On December 18 2014 the UK government published its Anti-corruption Plan. The plan recognises that bribery and corruption are major issues across the public and private sectors and seeks to make the United Kingdom a leader in the global effort to combat them.
The plan gives the National Crime Agency (NCA) the lead role in the fight against corruption. The plan promises the creation of a new central bribery and corruption unit under the aegis of the NCA that will be tasked with boosting the UK response to cases of international corruption and acting as a centre for excellence. Some have read into this an indication of the future of the Serious Fraud Office (SFO) and have used it to consider whether the SFO should continue in its existing form, or alternatively be remodelled to meet envisaged changes to the investigation and prosecution of economic crime.
Of particular interest will be the stage scheduled for Summer 2015, when the Ministry of Justice will explore reform of attribution of corporate responsibility for economic crime and a possible offence of failing to prevent economic crime. Notably, the table of actions published in the plan makes no reference to the SFO as one of the bodies responsible for undertaking the task. While there are areas in which cross-departmental projects coordinated by the Cabinet Office will involve consultation with the SFO, its absence as a lead department (while the NCA leads on more than one-tenth of all actions) will be read by many as indicative of the home secretary's approach to the SFO.
Following the Conservative Party's victory in the May 2015 general election, there are expected to be changes to the way in which corporate criminal offending is dealt with in the United Kingdom. The Conservatives have committed to reform the way in which corporates are held accountable for economic crime committed by employees. In September 2014 Attorney General Jeremy Wright announced that the government intended to introduce the offence of failing to prevent economic crime, in line with Section 7 of the Bribery Act 2010. The inclusion of this legislative reform as a proposal in the UK anti-corruption plan means that this would begin to take place in June 2015 (as one of the first issues tackled by the new government).

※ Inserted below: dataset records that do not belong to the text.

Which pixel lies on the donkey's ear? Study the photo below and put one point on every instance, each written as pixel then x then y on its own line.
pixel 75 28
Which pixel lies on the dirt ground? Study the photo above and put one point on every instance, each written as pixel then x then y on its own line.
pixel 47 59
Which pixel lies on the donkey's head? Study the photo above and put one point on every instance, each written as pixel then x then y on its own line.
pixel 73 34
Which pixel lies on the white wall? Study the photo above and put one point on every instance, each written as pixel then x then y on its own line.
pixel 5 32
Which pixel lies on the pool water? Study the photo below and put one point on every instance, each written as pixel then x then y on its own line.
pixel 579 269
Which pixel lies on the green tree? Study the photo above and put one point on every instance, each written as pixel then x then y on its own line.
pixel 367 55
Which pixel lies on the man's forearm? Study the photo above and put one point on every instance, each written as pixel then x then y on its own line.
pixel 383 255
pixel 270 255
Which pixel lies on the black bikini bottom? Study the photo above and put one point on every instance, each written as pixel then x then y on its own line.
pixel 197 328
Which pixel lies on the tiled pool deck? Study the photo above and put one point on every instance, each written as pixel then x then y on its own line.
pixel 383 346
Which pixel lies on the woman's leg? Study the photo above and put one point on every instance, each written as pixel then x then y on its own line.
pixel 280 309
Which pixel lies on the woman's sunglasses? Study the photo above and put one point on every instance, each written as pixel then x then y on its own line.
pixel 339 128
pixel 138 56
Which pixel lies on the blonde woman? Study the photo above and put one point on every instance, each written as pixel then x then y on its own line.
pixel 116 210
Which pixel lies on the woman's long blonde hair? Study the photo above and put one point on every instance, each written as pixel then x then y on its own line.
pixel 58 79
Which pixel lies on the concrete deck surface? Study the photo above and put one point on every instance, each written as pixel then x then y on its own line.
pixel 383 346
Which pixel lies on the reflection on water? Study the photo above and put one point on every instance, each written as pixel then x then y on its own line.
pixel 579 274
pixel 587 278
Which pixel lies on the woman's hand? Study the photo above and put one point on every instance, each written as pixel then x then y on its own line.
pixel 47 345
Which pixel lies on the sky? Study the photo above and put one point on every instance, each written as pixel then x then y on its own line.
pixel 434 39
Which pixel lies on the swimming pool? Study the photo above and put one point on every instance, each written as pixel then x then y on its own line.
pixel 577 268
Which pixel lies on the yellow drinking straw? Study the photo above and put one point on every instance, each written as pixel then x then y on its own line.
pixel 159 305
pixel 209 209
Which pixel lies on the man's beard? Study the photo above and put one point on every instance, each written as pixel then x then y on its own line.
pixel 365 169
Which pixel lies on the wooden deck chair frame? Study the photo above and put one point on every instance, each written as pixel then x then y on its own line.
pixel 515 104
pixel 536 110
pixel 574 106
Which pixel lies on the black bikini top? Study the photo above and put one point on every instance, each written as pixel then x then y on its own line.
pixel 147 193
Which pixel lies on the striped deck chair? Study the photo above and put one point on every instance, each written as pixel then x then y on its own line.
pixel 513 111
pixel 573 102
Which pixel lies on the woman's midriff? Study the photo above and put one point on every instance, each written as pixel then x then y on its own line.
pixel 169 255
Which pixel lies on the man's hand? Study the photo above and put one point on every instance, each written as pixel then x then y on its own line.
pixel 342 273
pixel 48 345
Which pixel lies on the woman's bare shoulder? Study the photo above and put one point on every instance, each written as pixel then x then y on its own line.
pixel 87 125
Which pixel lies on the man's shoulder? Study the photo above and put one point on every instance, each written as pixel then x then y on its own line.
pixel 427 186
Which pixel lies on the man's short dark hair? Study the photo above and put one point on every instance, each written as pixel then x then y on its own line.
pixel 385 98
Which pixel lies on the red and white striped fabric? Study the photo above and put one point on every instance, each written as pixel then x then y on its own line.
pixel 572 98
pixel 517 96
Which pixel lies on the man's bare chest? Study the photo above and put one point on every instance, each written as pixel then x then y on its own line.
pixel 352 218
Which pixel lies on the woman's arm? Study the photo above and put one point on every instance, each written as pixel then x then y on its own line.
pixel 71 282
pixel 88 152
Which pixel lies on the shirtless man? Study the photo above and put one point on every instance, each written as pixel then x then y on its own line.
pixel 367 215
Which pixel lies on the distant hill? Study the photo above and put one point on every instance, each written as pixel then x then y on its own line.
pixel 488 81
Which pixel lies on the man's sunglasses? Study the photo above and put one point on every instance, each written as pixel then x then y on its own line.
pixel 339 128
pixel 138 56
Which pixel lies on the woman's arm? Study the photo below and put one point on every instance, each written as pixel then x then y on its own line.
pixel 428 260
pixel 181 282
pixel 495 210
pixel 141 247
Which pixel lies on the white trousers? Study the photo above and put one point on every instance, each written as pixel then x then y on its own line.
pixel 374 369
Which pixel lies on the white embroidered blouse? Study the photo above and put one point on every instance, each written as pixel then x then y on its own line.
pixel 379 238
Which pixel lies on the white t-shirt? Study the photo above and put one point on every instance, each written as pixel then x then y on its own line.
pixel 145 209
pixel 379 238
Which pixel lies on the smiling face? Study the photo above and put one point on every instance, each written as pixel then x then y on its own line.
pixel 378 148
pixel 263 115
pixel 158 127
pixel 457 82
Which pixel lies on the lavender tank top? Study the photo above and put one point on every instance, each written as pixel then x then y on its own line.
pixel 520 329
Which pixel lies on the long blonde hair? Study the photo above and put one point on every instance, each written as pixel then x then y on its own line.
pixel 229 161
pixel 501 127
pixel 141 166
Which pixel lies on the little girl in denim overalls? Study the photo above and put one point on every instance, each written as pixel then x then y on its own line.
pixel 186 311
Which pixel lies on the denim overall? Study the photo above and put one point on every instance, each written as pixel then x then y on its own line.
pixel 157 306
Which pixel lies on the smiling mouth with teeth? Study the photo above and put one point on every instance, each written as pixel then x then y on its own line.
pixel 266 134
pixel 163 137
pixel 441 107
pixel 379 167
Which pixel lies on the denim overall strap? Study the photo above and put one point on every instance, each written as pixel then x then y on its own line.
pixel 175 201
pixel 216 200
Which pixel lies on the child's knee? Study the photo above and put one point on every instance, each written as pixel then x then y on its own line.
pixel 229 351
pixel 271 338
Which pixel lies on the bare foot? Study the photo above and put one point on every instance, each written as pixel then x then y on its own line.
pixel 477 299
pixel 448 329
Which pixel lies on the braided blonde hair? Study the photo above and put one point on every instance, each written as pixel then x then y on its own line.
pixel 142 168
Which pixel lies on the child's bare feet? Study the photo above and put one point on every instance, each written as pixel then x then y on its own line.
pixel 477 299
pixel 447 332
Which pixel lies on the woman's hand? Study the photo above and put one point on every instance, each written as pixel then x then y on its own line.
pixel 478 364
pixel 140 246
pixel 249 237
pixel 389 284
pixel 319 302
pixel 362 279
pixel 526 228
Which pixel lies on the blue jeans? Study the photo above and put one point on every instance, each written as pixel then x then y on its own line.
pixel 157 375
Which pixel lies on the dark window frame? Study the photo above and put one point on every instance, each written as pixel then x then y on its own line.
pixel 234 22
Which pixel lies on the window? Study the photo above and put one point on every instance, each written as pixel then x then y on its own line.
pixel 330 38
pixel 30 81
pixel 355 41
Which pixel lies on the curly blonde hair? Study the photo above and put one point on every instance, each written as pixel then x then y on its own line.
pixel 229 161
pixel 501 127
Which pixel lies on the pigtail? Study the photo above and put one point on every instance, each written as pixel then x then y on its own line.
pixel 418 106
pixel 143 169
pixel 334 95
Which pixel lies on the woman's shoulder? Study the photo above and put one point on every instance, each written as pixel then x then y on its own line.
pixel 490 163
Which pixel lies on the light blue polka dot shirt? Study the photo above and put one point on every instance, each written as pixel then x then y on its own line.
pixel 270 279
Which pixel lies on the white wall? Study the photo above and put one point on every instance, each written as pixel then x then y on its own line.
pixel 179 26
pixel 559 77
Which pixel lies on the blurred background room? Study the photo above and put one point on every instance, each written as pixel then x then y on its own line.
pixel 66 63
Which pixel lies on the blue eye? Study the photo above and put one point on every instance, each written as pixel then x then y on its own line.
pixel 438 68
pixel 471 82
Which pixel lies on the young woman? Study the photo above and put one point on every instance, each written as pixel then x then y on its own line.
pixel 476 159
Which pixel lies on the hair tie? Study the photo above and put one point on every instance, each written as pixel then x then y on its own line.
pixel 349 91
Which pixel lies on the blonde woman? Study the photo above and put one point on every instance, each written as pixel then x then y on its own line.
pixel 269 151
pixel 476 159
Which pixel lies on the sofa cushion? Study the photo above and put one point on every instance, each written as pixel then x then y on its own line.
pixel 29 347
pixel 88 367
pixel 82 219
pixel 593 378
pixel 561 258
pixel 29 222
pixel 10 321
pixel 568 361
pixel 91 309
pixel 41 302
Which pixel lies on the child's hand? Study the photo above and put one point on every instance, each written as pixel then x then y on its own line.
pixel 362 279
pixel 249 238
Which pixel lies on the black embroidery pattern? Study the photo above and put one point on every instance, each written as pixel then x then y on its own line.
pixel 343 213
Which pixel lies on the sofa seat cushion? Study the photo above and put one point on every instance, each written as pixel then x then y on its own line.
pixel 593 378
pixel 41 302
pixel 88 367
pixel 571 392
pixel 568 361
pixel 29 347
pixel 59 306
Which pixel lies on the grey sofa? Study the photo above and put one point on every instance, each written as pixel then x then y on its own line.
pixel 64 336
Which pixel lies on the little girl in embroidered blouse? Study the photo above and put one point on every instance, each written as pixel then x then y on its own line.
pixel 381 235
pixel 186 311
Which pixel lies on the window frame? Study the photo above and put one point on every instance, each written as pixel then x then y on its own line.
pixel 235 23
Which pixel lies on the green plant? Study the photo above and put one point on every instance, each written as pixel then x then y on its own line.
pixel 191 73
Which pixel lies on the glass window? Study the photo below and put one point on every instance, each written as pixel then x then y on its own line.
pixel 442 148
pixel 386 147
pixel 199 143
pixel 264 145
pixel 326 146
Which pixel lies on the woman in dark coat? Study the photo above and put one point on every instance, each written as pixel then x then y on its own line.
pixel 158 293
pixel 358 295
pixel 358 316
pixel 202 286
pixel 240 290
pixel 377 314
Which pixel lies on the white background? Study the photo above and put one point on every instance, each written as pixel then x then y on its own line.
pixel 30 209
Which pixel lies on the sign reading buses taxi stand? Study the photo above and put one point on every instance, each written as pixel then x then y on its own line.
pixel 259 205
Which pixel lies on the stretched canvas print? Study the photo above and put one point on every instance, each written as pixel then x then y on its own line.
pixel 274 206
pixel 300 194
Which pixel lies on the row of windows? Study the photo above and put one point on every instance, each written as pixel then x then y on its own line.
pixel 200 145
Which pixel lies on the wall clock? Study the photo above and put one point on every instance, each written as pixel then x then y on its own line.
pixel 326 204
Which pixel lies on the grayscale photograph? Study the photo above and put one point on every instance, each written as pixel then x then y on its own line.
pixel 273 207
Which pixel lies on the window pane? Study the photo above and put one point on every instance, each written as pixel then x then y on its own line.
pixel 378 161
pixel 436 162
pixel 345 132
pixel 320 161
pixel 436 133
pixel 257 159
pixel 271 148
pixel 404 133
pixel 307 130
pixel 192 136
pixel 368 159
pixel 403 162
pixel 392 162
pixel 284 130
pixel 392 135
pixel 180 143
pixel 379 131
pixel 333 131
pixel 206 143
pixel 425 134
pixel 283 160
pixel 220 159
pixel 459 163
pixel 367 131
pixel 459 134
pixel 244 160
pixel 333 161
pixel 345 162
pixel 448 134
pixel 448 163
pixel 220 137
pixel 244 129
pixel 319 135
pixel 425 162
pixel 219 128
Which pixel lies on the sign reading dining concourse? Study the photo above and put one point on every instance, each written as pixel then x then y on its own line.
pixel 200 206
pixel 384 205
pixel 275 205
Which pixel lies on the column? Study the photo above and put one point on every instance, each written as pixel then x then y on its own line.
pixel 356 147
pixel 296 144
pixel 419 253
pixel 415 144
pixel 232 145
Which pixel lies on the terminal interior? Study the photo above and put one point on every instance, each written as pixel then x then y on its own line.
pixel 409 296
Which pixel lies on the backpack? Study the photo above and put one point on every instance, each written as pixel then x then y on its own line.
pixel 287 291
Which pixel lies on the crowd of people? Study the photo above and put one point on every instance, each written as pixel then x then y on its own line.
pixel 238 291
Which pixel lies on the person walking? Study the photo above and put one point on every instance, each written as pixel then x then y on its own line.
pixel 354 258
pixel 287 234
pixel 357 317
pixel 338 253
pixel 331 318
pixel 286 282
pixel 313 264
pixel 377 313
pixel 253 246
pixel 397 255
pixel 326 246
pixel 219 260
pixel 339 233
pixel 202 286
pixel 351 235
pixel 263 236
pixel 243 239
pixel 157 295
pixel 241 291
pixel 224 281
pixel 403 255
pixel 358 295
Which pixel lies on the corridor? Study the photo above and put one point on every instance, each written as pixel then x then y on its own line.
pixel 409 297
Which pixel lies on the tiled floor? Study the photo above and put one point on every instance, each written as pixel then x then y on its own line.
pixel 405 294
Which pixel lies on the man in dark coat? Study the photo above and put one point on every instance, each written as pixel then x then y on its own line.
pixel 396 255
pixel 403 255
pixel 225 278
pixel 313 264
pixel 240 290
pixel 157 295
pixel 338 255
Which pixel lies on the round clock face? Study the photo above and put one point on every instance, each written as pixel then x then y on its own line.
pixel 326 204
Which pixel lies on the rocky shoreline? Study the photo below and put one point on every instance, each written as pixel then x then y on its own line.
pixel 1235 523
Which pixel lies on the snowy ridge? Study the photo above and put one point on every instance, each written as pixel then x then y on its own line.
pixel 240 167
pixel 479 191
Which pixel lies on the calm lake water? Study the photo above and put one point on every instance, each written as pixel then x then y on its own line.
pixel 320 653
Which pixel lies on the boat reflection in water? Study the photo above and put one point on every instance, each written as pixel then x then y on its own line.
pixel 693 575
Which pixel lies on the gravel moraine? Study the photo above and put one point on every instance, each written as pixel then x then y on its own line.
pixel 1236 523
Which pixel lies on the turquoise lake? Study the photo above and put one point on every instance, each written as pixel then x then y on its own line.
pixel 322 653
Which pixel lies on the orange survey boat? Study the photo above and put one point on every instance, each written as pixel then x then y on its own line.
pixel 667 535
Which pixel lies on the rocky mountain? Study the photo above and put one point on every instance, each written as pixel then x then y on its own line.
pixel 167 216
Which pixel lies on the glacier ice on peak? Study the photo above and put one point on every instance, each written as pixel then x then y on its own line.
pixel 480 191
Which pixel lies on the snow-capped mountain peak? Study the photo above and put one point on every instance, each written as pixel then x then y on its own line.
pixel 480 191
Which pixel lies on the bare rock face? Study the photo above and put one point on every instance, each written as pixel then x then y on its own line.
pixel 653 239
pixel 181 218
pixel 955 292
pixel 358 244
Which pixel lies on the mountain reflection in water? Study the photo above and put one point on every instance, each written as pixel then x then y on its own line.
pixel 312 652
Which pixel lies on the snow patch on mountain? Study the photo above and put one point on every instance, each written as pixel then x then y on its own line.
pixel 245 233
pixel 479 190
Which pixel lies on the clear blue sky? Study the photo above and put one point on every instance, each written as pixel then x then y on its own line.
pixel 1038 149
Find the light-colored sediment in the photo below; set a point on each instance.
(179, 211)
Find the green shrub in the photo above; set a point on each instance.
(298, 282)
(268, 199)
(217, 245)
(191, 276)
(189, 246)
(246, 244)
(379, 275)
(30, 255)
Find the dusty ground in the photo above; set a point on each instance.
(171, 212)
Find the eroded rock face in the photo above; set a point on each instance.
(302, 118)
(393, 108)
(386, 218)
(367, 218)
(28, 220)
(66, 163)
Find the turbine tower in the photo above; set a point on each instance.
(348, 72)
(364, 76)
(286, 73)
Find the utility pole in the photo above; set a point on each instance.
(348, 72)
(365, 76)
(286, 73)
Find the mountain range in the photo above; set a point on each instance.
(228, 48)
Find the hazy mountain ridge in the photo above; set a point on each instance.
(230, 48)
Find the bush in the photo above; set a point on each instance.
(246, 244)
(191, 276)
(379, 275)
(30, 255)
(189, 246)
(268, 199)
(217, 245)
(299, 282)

The impact on business is likely to be keenly felt. In effect, giving prosecutors the ability to hold corporations liable for economic criminal offences on a strict liability basis will mean the risk of prosecution for corporates for a wider range of alleged criminal offences committed by its employees. Corporates should now begin reviewing the adequacy of their internal compliance measures aimed at preventing employees and agents from committing economic crimes. This will improve the prospects of successfully deploying the statutory adequate procedures defence that is anticipated to accompany the new offence.